HOWARD HOTEL TAX HIKE: Visitors to Howard County will soon see an increase in their hotel room bills, as the Maryland General Assembly yesterday passed a bill to increase the county hotel tax rate from 5% to 7%, writes Lindsey McPherson for the Columbia Flier.

HAIRSTON MEETS: Baltimore County Schools Superintendent Joe Hairston is scheduled to meet with some state legislators tomorrow but the meeting will not be public. Legislators expressed concern about the hiring of an assistant superintendent for a salary of $214,000 and Hairston's refusal to release salary information to Patch, Bryan Sears reports for Patch.com.

PLAY BALL: About a dozen House lawmakers took advantage of a rare lull in legislative debate – and the spring weather – to strike up a friendly game of Wiffle Ball yesterday n in the concrete courtyard of the House office building, affectionately known as Busch Field, writes Ann Marimow for the Post.

FEDERAL SHUTDOWN: The last time a budget crisis forced the federal government to close its doors, Social Security Administration paralegal Elaine Mitchell relied on a credit card for some expenses, made partial payments on monthly bills and burned through savings to keep her family afloat while she was out of work. She is among thousands of federal workers in Maryland who are bracing for a shutdown, writes John Fritze for the Sun.

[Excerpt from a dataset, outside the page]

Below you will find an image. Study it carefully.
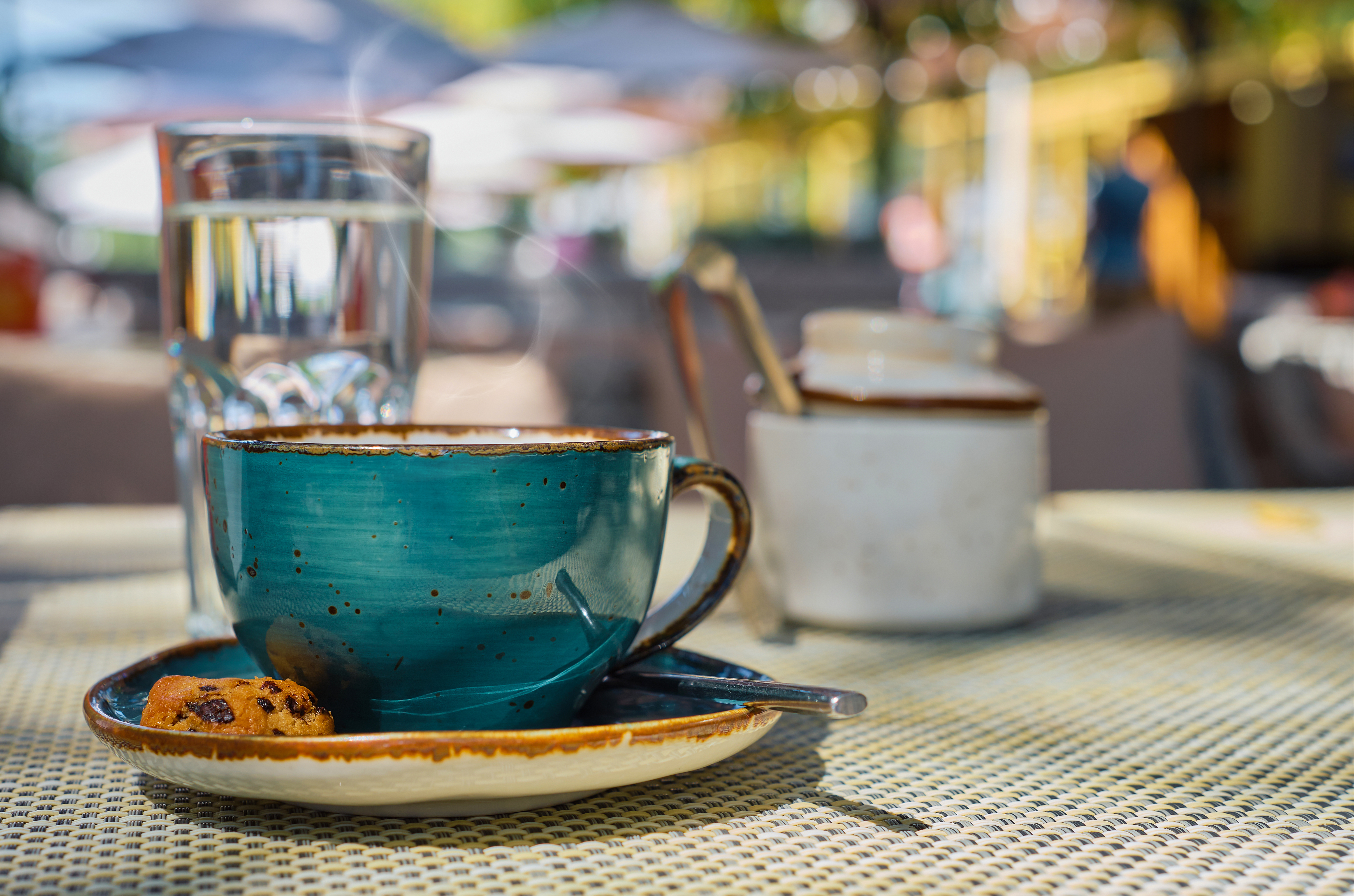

With a government shutdown looming, Maryland U.S. Rep. Andy Harris said it's important for Republicans to stick to their guns and not budge on roughly $62 billion in spending cuts, reports Greg Latshaw for the Salisbury Daily Times.

STATE CENTER IN COURT: A group of downtown building owners defended their efforts to block a $1.5 billion redevelopment of State Center yesterday, pleading with a Baltimore City Circuit Court judge the state violated its own procurement laws in allowing the project to move forward, reports Daniel Sernovitz for the BBJ.

The project has been billed as a public-private venture, and documents have shown developers could seek up to $314 million in tax increment financing to help pay for construction. Few other details have been made available about the private financing for the project, writes Melody Simmons for the Daily Record.